Isgur and Jens also ignore what it actually means to “win” a case, erasing the distinction between conservative victories that make sweeping changes to the law and liberal victories that, at most, preserve a fragile status quo. Again, consider their examples: The student loan forgiveness and affirmative action cases torpedoed a Democratic president’s signature agenda item, and shredded a longstanding legal principle that addresses discrimination against people of color. Milligan and Brackeen merely allowed the Voting Rights Act and the ICWA to survive; Texas denied Republican politicians the power to commandeer U.S. foreign policy (for now). Sure, the conservative justices splintered in these cases, but the results are only “victories” for the left in the sense that they were not total blowouts.
Lastly, Isgur and Jens gloss over the importance of the questions that a Court with near-total control over its docket is choosing to spend its time. The conservative advocates who litigate these cases and the lower court judges who hear them understand that this Court is the friendliest audience they’ve had in a century, and none of them—especially on the FIfth Circuit—are holding anything back right now. Brackeen presented the justices with the opportunity to destroy the concept of Tribal sovereignty. The Milligan dissenters were a few votes away from empowering Republican-controlled legislatures to discriminate against Black constituents even more freely than they do already. A different result in Texas would have handed the keys to America’s deportation machine to, of all people, Greg Abbott.
What’s remarkable about these arguments is not that they failed to earn five votes. It’s that right now, lawyers are comfortable walking into the Supreme Court, standing before the lectern, and saying this shit with a straight face, because they know that no matter how deranged they might have sounded 20 or 10 or even 5 years ago, before this particular lineup, their long-shot bets just might hit. In that sense, Isgur and Jens have a point: Even when the Alliance Defending Freedom litigation squad comes up short, it can at least count on a righteous dissent from one or more of Thomas, Alito, and Gorsuch—a dissent that, with any luck, might become a majority opinion the next time they decide to take a shot.

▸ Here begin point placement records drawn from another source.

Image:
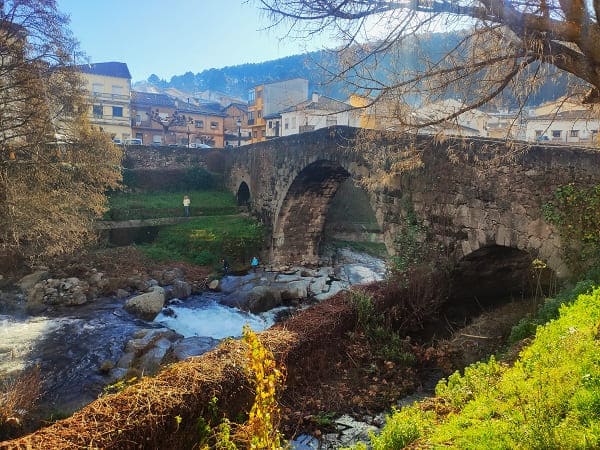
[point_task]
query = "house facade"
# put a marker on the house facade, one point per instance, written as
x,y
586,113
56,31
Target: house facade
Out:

A Supreme Court that carefully considers and eventually rejects whatever reactionary slurry James Ho cooks up is not a sign of a Court guided by the firm, steady hand of an institutionalist trio. It’s a sign of a very conservative Court that James Ho does not sit on (yet).
Isgur and Jens frame their analysis as a wonky look at voting relationships between individual Supreme Court justices—the sort of arcana that will forevermore be interesting to law professors who have exams to grade and appellate litigators who have hours to bill. But Isgur knows what she is doing here: The throughline of the last three years is that the Supreme Court does what is best for the Republican Party when the stakes for the Republican Party are highest. The purpose of the “3-3-3 Court” framework is to muddy the waters just enough so that maybe you’ll forget about it.